Research shows that dealers’ DIFM share has risen over the past five years, with dealers recording one of the largest share gains among the major groups of repair outlets
Fort Wayne, Ind.—To attract older vehicles and more nameplates to their service bays, many dealers are offering DIFM pricing alternatives for selected vehicles. This strategy has gained momentum since the downturn in dealers’ bay volume following the 2008 Great Recession and, more recently, the 2020 impact of COVID-19.

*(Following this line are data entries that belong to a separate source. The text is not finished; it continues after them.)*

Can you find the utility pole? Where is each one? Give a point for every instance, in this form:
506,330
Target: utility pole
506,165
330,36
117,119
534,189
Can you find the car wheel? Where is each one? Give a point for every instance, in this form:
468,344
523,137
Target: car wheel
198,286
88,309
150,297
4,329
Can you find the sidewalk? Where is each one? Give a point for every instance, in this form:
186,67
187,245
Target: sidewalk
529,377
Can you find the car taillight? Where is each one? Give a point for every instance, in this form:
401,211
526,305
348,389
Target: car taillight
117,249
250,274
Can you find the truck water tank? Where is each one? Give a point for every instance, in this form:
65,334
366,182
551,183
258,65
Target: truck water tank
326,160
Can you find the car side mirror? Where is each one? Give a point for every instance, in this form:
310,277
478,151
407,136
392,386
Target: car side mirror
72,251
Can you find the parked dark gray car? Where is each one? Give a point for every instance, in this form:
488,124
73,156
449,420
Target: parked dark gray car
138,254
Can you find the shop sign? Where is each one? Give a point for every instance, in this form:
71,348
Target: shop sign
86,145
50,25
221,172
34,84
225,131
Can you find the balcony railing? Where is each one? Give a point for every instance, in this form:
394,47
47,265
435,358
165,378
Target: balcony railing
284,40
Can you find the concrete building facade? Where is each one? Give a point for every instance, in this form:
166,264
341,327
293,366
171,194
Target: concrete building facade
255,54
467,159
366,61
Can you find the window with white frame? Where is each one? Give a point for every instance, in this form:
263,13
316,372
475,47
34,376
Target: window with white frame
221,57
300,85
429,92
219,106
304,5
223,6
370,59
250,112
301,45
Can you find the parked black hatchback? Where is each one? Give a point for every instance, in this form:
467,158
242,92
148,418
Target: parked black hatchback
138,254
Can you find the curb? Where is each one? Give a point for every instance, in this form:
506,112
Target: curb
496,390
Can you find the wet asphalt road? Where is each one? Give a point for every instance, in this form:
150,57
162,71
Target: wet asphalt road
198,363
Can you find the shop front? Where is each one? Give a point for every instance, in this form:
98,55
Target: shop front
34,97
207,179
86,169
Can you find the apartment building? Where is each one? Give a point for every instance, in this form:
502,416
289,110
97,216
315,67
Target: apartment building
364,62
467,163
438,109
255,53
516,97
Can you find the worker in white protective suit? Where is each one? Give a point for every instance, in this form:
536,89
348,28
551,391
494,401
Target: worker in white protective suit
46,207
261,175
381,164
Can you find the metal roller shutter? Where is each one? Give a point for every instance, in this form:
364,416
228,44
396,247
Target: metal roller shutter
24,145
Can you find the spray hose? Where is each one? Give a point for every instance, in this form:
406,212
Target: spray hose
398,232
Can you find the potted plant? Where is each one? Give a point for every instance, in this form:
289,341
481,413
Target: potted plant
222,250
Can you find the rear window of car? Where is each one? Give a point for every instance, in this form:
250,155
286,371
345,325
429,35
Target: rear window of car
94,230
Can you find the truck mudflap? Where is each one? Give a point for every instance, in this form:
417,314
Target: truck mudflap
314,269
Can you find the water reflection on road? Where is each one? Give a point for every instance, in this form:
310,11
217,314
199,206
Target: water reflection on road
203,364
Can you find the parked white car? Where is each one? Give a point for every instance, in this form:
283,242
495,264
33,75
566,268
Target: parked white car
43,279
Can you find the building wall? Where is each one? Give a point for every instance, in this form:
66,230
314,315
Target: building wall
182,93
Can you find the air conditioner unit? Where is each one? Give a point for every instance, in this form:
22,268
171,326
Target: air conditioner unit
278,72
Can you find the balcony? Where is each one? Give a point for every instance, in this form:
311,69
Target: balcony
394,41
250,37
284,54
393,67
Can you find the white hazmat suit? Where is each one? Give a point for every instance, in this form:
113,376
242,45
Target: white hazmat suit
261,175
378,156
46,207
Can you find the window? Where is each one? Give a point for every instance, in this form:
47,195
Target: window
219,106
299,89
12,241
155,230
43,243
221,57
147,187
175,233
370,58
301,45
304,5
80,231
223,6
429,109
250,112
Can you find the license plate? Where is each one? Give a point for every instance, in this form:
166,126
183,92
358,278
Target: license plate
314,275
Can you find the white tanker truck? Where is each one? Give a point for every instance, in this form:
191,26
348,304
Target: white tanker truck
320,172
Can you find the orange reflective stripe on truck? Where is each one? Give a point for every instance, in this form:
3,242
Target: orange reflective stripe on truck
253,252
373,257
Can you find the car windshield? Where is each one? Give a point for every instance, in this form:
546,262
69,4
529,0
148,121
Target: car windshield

“The all-makes, all-models bay strategy, which many dealers are embracing, can include dealers not using OE parts when servicing older models and nameplates they do not sell new,” states the latest Lang Aftermarket iReport. “This allows dealers to be more price competitive with independent (non-dealer) service outlets in the rapidly expanding Do-It-For-Me (DIFM) market.”
The following are key takeaways from the report.
Broader Bay Vehicle Mix
Many dealers are exploring alternatives to OE brands (which are generally more expensive than other aftermarket components) to appease consumers with older vehicles, who are often price-sensitive.
This policy can also support a broader mix of vehicle nameplates (in addition to what dealers sell new) in their service bays.
Two Developments Threatening Dealers’ Bays
The drop in new vehicle sales following the 2008 Great Recession and the effects of COVID-19 caused abrupt reductions in vehicles five years and under on U.S. roads (the primary vehicle age group serviced by many dealers).
The lack of newer vehicles also reduced warranty work, which has long been a mainstay of dealer bay activity. These two market convulsions motivated many dealers to expand the range of vehicle ages and nameplates they attract to their bays.
Three Parts Levels: Good, Better, Best
An increasing number of dealers are offering a “Good, Better, Best” parts selection for bay work on selected vehicles. This strategy enables dealers to attract a greater mix of vehicle ages and nameplates to their bays, significantly broadening their potential customer base.
• Best Parts: OE Brands
OE brands are considered the “Best” level of parts. They are generally used in the repair of younger models sporting dealer-sold nameplates.
• Better Parts: OE-Supplier Brands
Many dealers, especially those selling foreign nameplates, selectively use lower-priced “Better” brands from OE-suppliers, who often provide OE quality parts to the aftermarket. These parts are price-competitive with aftermarket brands and often are identical to OE brands in quality. In some cases, OE-supplier brands are provided to dealers by independent distributors authorized by carmakers. Otherwise, dealers buy them from aftermarket sources.
• Good Parts: Aftermarket Brands
Dealers increasingly use aftermarket brands as “Good” quality parts that offer competitive pricing (for older vehicles) and coverage for nameplates other than what dealers sell new. In addition, dealers often use aftermarket brands to recondition used vehicles, especially nameplates other than those they sell new.
Selective Labor Rates
Some dealers are expanding their pricing options for bay customers by including lower labor rates for older vehicles. With dealer labor rates reaching nearly $200 per hour in some markets, lower labor rates allow dealers to be price competitive with independent (non-dealer) outlets for work on older vehicles and nameplates they do not sell new.
Used Vehicle Market
The annual used-vehicle unit volume in the U.S. is over 150% greater than the new car and light truck market. Dealers increasingly use non-OE brands (OE-supplier and aftermarket brands) to refurbish used vehicles, particularly older models, and bring them to a resale state. Many dealers also use non-OE brands to refurbish used nameplates that they do not sell new and for which they do not have OE brands in stock.
Accordingly, non-OE brands are finding a fertile market among dealers in the expanding used-vehicle market.
DIFM Market Impact
These dealer strategies are having an impact on the DIFM market in the U.S. Lang Marketing’s research shows that dealers’ DIFM share has risen over the past five years, with dealers recording one of the largest share gains among the major groups of repair outlets. The expanding share of dealers has reduced the total DIFM share of independent (non-dealer) outlets.
Growing Potential for Aftermarket Brands
Dealers offer manufacturers and distributors of OE-supplier and aftermarket brands a growing potential customer base as they strive to increase their share of the DIFM market and cultivate the use of non-OE brands in the repair of older vehicles and nameplates they do not sell new. This can offset the downward sales pressure on OE-supplier and aftermarket brands, which has resulted from independent (non-dealer) outlets losing repair market share to dealers over the past few years.